I read that as, "The enumeration in the Constitution, of certain rights protected from federal infringement by this Constitution, shall not be construed to deny or disparage others retained by the people.

"... you'll hear several times a distinct wink and a nod to the effect that he hopes all the States will incorporate the equivalent of the Bill of Rights in their own Constitutions and laws."

Be that as it may, 150 years went by before the states started incorporating the BOR, and only because they were forced by the U.S. Supreme Court to do so! But if the states themselves adopted some or all of the BOR, at least the state supreme court would interpret them, not five justices on the U.S. Supreme Court telling us that nude dancing is protected "speech" and all states must comply. That's how the 14th is destroying federalism.

"I'm simply saying that you seem to be in favor of strong, even extreme federalism when it is convenient for a political position you support (gun control laws), but in favor of the Supremacy Clause and federal intervention when that allegedly supports a different political position you hold (drug laws ...)"

Mere coincidence.

My "principle" is based on constitutionality -- in these two areas, I happen to agree with the courts. The second amendment is not incorporated and only applies to the federal government. I think we agree, so I will not belabor the point.

Regarding drugs, I think we agree that Congress has the power to regulate the interstate commerce of drugs. Maybe they shouldn't be in that business (an arguable point), but they certainly have that power if they choose to do so (which they did so choose).

As to the intrastate regulation, that seems to be the sticking point. The bottom line is this -- since intrastate drugs would affect Congress' interstate regulation, they can control it. If they cannot, then we can just forget about the Commerce Clause.

For example, Congress regulates the airlines -- cruising altitudes, air corridors, landing patterns, radio frequencies, etc. What if the intrastate carriers took the same attitude as the pro-drug group and said that Congress may not regulate them -- that they can fly wherever and whenever they want since they only fly within their state?

Oh, that makes sense robertpaulsen, so Congress should be allowed to regulate them also. It not only makes sense, it's constitutional under the Necessary and Proper Clause. It makes as much sense for intrastate air traffic regulation as it does for intrastate drug regulation.

Whether the Second Amendment Secures an Individual Right, the U.S. Department of Justice position on the issue."
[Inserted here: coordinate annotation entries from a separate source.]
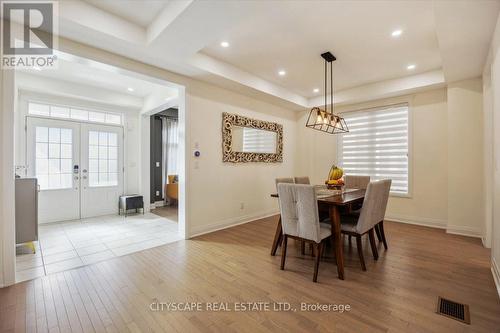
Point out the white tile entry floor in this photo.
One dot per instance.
(66, 245)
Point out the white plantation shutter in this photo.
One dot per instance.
(258, 141)
(377, 145)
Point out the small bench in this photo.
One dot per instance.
(132, 201)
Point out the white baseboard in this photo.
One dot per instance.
(422, 221)
(496, 274)
(205, 229)
(463, 231)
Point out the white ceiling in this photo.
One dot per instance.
(445, 39)
(138, 12)
(86, 74)
(293, 35)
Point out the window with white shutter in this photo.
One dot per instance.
(377, 145)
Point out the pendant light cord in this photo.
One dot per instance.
(326, 64)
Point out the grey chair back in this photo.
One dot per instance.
(360, 182)
(299, 211)
(302, 180)
(283, 180)
(374, 205)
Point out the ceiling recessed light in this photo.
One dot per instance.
(397, 33)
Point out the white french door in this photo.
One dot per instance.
(102, 169)
(79, 168)
(53, 148)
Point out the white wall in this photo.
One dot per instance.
(465, 158)
(427, 203)
(7, 205)
(218, 189)
(488, 156)
(492, 68)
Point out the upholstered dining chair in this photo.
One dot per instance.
(302, 180)
(300, 220)
(283, 180)
(372, 213)
(360, 182)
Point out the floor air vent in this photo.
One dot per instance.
(453, 310)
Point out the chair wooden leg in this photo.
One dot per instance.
(377, 231)
(372, 244)
(382, 233)
(359, 244)
(318, 249)
(283, 251)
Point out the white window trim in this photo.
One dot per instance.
(408, 195)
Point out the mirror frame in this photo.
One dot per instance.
(228, 155)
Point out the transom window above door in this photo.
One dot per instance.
(78, 114)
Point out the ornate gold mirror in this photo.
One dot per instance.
(250, 140)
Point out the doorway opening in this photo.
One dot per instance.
(164, 176)
(82, 140)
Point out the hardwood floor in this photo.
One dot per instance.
(397, 293)
(168, 212)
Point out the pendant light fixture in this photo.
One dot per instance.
(324, 120)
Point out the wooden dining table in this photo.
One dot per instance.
(333, 203)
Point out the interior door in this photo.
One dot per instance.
(53, 156)
(101, 169)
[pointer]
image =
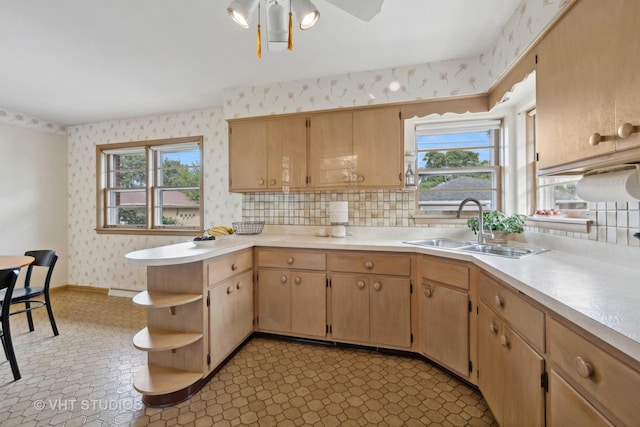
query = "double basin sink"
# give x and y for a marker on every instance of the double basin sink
(508, 251)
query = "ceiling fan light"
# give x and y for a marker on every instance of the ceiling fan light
(241, 11)
(306, 12)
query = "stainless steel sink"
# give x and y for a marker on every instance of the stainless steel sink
(507, 251)
(501, 250)
(439, 243)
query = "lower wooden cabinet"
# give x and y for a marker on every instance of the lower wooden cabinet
(510, 373)
(230, 315)
(371, 310)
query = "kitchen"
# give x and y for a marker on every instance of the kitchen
(112, 270)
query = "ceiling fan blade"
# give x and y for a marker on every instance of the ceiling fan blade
(363, 9)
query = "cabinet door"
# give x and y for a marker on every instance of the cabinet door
(567, 407)
(309, 303)
(378, 147)
(491, 361)
(274, 301)
(350, 308)
(287, 153)
(331, 161)
(445, 326)
(247, 156)
(575, 85)
(627, 65)
(390, 311)
(221, 340)
(524, 395)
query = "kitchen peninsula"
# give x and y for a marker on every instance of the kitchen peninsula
(586, 338)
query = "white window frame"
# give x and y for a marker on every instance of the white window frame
(153, 206)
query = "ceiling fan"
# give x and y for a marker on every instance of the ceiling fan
(279, 34)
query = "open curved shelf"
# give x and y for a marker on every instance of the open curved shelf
(157, 339)
(157, 299)
(155, 380)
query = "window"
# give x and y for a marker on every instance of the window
(150, 187)
(456, 161)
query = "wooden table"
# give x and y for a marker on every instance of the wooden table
(14, 261)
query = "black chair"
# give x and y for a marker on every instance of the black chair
(7, 284)
(29, 294)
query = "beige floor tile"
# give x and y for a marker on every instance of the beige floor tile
(84, 376)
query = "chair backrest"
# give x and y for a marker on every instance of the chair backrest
(8, 280)
(43, 258)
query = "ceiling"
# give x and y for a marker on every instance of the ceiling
(83, 61)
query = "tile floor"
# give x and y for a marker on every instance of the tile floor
(84, 377)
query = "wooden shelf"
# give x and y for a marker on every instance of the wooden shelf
(157, 299)
(156, 339)
(156, 380)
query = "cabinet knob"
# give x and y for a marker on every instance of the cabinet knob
(504, 340)
(493, 328)
(626, 129)
(584, 368)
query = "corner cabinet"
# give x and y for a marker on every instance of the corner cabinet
(587, 113)
(445, 320)
(198, 314)
(268, 154)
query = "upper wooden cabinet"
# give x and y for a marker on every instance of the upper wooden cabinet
(586, 85)
(362, 148)
(268, 154)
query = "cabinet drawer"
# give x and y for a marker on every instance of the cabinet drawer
(373, 263)
(612, 383)
(227, 265)
(522, 316)
(449, 273)
(292, 259)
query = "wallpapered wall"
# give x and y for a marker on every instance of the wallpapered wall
(98, 260)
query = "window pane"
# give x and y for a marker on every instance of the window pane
(178, 207)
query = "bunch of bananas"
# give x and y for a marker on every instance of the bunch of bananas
(220, 230)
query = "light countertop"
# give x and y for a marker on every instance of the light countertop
(602, 298)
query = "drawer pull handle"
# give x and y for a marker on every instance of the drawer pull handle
(626, 129)
(504, 340)
(493, 328)
(584, 368)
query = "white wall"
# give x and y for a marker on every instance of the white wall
(33, 194)
(98, 259)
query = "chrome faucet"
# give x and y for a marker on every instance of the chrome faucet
(481, 233)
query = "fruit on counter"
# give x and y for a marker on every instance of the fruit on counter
(203, 238)
(220, 230)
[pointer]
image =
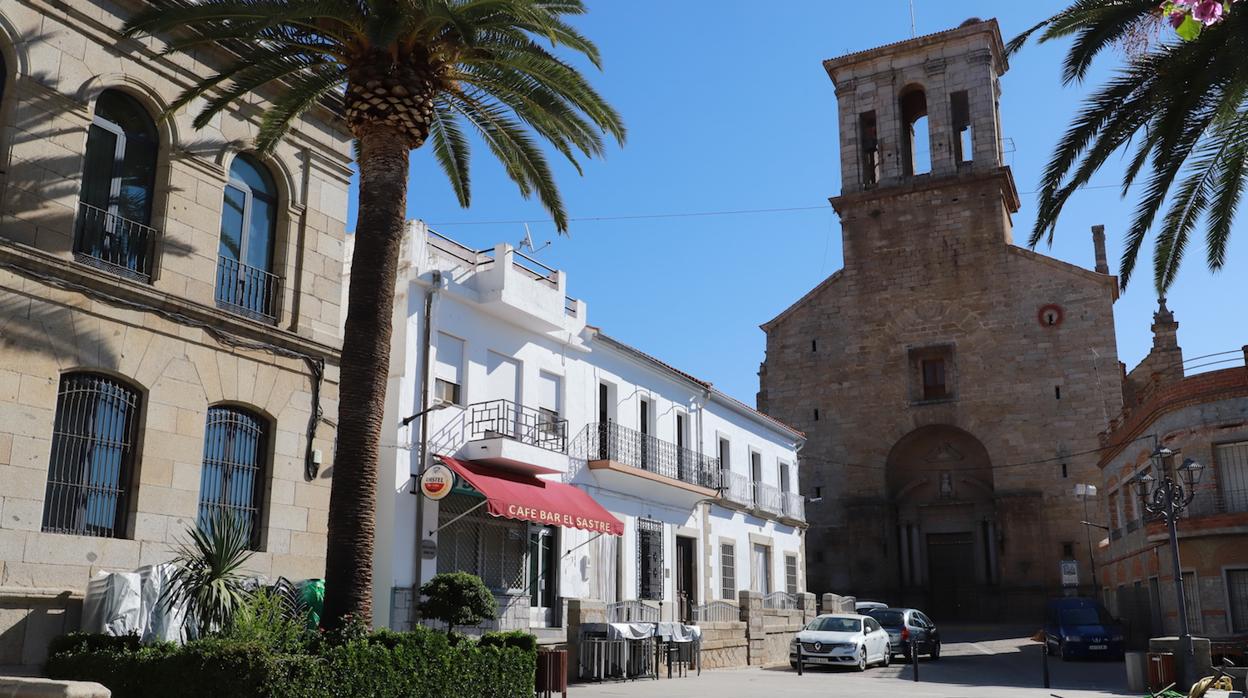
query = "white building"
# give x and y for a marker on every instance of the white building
(704, 486)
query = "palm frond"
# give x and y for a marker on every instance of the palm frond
(1172, 106)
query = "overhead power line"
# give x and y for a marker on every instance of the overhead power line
(673, 215)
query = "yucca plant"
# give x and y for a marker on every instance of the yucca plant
(209, 582)
(1178, 108)
(404, 73)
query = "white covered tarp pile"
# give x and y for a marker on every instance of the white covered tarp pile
(120, 603)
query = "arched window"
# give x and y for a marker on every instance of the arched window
(916, 157)
(246, 282)
(232, 481)
(119, 176)
(90, 470)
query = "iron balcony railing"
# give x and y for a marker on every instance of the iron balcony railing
(246, 290)
(769, 498)
(114, 244)
(1214, 501)
(527, 425)
(632, 612)
(794, 506)
(612, 442)
(736, 487)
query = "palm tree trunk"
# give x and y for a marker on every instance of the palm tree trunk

Yes, I read it. Their position and $6.95 will get you a cup of Starbucks coffee. If Hillary gets elected, I'm sure her Department of Justice will have something to say about the second amendment. Will you be citing that?

"the original drafter of the 14th Amendment, John A. Bingham (R., Ohio), had absolutely no doubt as to its intended application:"

I believe Mr. Bingham was the ONLY one who knew this. Certainly the U.S. Supreme Court didn't know its intended application -- in Twitchell v. Pennsylvania, April 5, 1869, the Supreme Court (unanimously) disposed of the case by citing the original understanding that the Bill of Rights restricted only the federal government, not the states.

Nobody mentioned the 14th Amendment. If the 14th Amendment was intended to "incorporate" the Bill of Rights against the states, you would think that nine months after it was ratified somebody would have known about this intent, either the plaintiff's lawyer, or one of the nine eminent constitutional lawyers on the 1869 Supreme Court.

Now, not only didn't the U.S. Supreme Court know its intended application, Congress didn't know its intended application. A mere eight years after the 14th amendment was ratified, Congress debated, and almost passed, the "Blaine Amendment" -- a resolution to recommend to the states a proposed constitutional amendment to impose the first amendment's religious freedom mandates on the states as well as the federal government.

Now why would they do this if the first amendment was already incorporated under the 14th amendment?